Unfortunately, these plans for the redistribution of Southern lands were never carried out. After the war, President Andrew Johnson returned the land to white aristocrats, ensuring the persistence of the South's semi-feudal economic order.

In 1920, nearly one million African-American farmers owned 14 percent of all US farms. By 1950, Black land ownership had declined to 12 million acres, and in 1969 it was down to 5.5 million acres -- a drop of 54 percent in just 20 years. Between 1982 and 1992, the number of black farmers in the US fell 43 percent -- from 33,250 to 18,816.

In 1990, African Americans made up roughly one percent of the nation's farmers and were disappearing at a rate almost five times greater than whites. In 1999, fewer than 18,000 out of 1.9 million US farmers were African Americans, and these farmers owned less than 1 million acres. A 1990 Congressional report warned that black farms were on the verge of extinction. It is now feared that, by the end of 2000, there may be no black-owned land in America.

.....

time for a checkup.

They Called the Wind Maria

We're under tornado watch.


"During the evening of April 5, 1936, Tupelo, Mississippi took a glancing blow from an F5 tornado. Although the storm missed the downtown area it still took more than 216 lives and left over 700 people injured. Property loss from the strike is estimated at 3 million dollars. Since African-Americans were not included in either dead or injured totals, the toll in human lives was probably significantly higher. Still, by itself, this tornado ranks as the fourth most destructive storm based on the number of dead."



February 24, 2007

giving it a go, diversity, the red button, and anil.

So many women over so many years around these so many parts have endeavored so often and so passionately to describe the problem with diverse voices being excluded from tech events, tech conferences, and the tech economy--heck some would wish we'd shut up altogether--that there is hardly anything left unsaid.

And yet, the same types of people keep spewing the same types of stupid arguments the same way about the same topic (linking to the same one anothers in doing so) to try and shift the blame anywhere other than their own two shoulders -- it makes me want to push the red button on this whole damn social experiment.

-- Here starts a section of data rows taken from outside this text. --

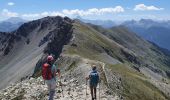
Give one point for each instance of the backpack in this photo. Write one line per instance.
(94, 78)
(46, 72)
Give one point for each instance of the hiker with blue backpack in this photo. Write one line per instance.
(49, 71)
(93, 78)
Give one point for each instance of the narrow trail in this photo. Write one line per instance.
(73, 85)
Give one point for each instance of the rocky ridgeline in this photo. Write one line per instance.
(35, 89)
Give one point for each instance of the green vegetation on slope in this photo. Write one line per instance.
(135, 85)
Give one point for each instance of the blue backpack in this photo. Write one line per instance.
(94, 78)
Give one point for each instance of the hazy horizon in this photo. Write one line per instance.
(104, 10)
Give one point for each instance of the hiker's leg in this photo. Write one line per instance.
(95, 92)
(52, 91)
(51, 95)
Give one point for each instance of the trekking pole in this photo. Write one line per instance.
(86, 88)
(99, 89)
(61, 87)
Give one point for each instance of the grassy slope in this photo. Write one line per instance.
(135, 85)
(89, 43)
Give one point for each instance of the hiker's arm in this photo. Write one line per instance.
(58, 72)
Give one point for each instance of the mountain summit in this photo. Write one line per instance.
(11, 24)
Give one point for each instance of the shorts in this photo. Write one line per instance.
(51, 84)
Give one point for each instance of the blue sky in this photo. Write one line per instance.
(88, 9)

As if i had a button.

It's crazy making. it really is.

Today the men are talking about it again, and I am pointing it out so that others can go there and talk about it with Anil, whose post is right on in explaining why monoculture is not only NOT a good thing, but why diversity is a business must that will pay off. (In other words, hurry, there's money involved.)

I haven't always agreed with Anil. In fact he's pissed me off several times over these many years. He's also very smart. This is a good post and a good discussion. Thank you Anil for having it.